OECD(Ekonomik İşbirliği ve Kalkınma Örgütü) verileri, Türkiye’de toplanan çöplerin sadece %1’inin dönüşüme tabi tutulduğu, TÜİK(Türkiye İstatistik Kurumu) verilerine göre ise toplanan atıkların sadece %9,8’i geri kazanım tesislerine gönderildiği belirtilmiştir. Bu veriler, Türkiye’nin kendi atıklarını toplayamaması ve ham madde yetersizliği nedeniyle Avrupa’dan plastik atık ithal etmesini zorunlu kıldığını göstermektedir.
Karışık ve kirli atıkların ithalatını en fazla yapan Çin ve Hindistan 2018 yılında aldıkları kararla bu alımları yasaklamışlardır. Bu ülkelere ihraç edilemeyen karışık ve kirli atıklar Türkiye’ye gönderilmeye başlanmıştır. 2020 yılında AB ülkelerinden ülkemize gönderilen atıkların toplamı yaklaşık 14 milyon tondur.
Plastik atıkların geri dönüşümü konusunda tüketicilerin bilinçli olması ve geri dönüşüme katkı sağlamaları önem arz etmektedir. Bunun için de iktidarın alt yapı çalışmalarını yapması gerekmektedir. Ülkemizde karada ve denizde(%80’inin karasal kökenli) bu altyapı eksikliğinden, çöpe atılan bu atıklar çevre ve Deniz eko sistemine zarar vermektedir.
Yaşamın bir parçası olan ancak; Doğaya, İnsan sağlığına ve deniz canlılarına büyük zararlar veren, ham maddesi petrol, gaz ve kömür olan plastik malzemeler (pat su şişeleri, saklama kapları, plastik poşetler, çatal, kaşık, bardak) doğada binlerce yıl bozulmadan kalmakta olduğundan olumsuz etkileri sonucu suyun ve toprağın kirlenmesine neden olmaktadır.
Ülkemizde 1350 civarında atık işleme tesisi olduğu ancak; Atık geri kazanım tesislerine yapılan denetimde, Geçici Faaliyet Belgesi veya Çevre İzin ve Lisans Belgesi olmadan çalışan yaklaşık 340 (%25 oranında) tesisin illegal ithal plastik atık işleyen tesis olması çevrenin korunması ve iyileştirilmesi açısından oldukça kötü bir tablo ortaya koymaktadır.

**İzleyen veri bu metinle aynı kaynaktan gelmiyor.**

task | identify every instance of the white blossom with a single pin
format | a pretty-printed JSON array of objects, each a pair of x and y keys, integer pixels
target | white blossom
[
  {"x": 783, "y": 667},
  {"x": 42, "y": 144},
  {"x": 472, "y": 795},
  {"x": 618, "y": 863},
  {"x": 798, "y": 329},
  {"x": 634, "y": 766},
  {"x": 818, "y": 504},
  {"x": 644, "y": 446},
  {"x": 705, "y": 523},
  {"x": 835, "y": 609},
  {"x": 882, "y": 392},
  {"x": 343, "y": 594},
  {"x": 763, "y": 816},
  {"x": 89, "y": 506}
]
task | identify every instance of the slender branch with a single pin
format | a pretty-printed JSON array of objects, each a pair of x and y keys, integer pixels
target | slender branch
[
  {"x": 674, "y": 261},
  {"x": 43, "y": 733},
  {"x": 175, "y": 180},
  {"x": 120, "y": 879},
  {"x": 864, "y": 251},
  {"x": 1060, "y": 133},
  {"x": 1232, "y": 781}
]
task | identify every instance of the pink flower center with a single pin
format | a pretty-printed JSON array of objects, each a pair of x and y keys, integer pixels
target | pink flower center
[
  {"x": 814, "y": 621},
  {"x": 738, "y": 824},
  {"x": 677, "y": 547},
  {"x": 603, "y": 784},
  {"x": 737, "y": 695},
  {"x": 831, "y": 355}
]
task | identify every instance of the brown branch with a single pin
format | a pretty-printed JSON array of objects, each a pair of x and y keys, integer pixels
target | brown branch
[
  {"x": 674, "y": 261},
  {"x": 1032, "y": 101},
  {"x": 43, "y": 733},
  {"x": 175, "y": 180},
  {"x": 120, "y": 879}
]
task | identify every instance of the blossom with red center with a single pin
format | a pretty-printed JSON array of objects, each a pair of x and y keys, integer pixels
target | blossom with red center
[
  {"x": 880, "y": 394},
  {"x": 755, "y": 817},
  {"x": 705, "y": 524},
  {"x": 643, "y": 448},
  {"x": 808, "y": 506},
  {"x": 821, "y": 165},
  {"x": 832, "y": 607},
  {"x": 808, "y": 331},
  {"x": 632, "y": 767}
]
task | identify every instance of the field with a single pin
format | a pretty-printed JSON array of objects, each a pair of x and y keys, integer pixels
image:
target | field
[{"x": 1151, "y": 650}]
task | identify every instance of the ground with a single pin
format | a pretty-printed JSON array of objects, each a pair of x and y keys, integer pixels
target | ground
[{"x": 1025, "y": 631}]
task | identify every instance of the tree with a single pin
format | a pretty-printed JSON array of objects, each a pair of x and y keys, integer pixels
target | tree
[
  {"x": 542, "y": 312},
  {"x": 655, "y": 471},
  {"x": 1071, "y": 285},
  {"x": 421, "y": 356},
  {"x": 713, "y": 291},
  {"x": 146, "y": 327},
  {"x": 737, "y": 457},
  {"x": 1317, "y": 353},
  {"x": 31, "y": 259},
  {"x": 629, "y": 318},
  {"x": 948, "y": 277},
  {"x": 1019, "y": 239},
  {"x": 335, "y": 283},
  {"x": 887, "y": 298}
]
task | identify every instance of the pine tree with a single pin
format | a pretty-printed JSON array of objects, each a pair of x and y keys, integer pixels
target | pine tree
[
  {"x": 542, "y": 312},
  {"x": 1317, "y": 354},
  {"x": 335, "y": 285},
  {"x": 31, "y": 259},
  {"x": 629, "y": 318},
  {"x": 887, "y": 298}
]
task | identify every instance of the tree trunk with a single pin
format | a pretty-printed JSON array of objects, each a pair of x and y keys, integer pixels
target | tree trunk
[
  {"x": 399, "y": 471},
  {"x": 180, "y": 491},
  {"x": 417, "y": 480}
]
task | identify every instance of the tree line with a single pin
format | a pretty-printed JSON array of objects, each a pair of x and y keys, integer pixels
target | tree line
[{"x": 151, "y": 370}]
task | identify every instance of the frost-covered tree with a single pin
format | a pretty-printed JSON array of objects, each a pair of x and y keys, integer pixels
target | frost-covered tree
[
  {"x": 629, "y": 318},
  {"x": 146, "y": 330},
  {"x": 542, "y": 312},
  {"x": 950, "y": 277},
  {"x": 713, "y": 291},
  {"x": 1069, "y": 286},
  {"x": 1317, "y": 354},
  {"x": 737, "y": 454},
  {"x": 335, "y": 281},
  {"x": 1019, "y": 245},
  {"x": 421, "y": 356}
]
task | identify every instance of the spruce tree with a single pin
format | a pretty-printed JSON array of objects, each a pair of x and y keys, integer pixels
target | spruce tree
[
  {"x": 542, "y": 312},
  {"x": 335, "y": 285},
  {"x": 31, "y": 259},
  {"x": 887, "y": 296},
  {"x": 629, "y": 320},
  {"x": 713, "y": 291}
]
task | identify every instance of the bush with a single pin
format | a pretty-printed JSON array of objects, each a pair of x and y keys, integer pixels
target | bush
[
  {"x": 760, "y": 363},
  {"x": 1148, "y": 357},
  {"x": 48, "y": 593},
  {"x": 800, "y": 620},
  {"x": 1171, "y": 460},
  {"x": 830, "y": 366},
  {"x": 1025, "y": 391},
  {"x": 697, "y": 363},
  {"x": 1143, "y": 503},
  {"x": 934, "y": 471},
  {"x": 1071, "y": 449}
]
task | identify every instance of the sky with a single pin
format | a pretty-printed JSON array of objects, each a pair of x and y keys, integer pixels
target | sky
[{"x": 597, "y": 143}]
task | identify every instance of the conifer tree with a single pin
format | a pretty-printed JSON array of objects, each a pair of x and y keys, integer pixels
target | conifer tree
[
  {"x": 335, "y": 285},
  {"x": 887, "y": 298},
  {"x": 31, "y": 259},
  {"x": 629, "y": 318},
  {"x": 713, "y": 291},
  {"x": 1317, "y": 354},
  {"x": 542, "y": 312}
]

Bu tablo devletin ilgili kurumlarının; Denetim, takip ve yaptırım zaafiyetleri sonucu Kirli ve karışık ithal plastik atıkların gelişi güzel yerlere atılması ile suyun, havanın, toprağın ve çevrenin kirlenmesine sebep olmaktadır.
Türkiye’nin geri dönüşümdeki yetersizliği dikkate alındığında, Avrupa’dan kontrolsüz yapılan atık ithalatının çevreye, doğaya ve insan sağlığına olabilecek zararları endişeleri de beraberinde getirmektedir. Yani; imha edilemeyen ve depolanamayan atıklar önemli derecede çevre kirlenmesine neden olmakta ve halk sağlığını olumsuz yönde etkilemektedir. Ülkemizin içinde bulunduğu ekonomik krizde, çöpün bile ithal ediliyor olması oldukça düşündürücüdür.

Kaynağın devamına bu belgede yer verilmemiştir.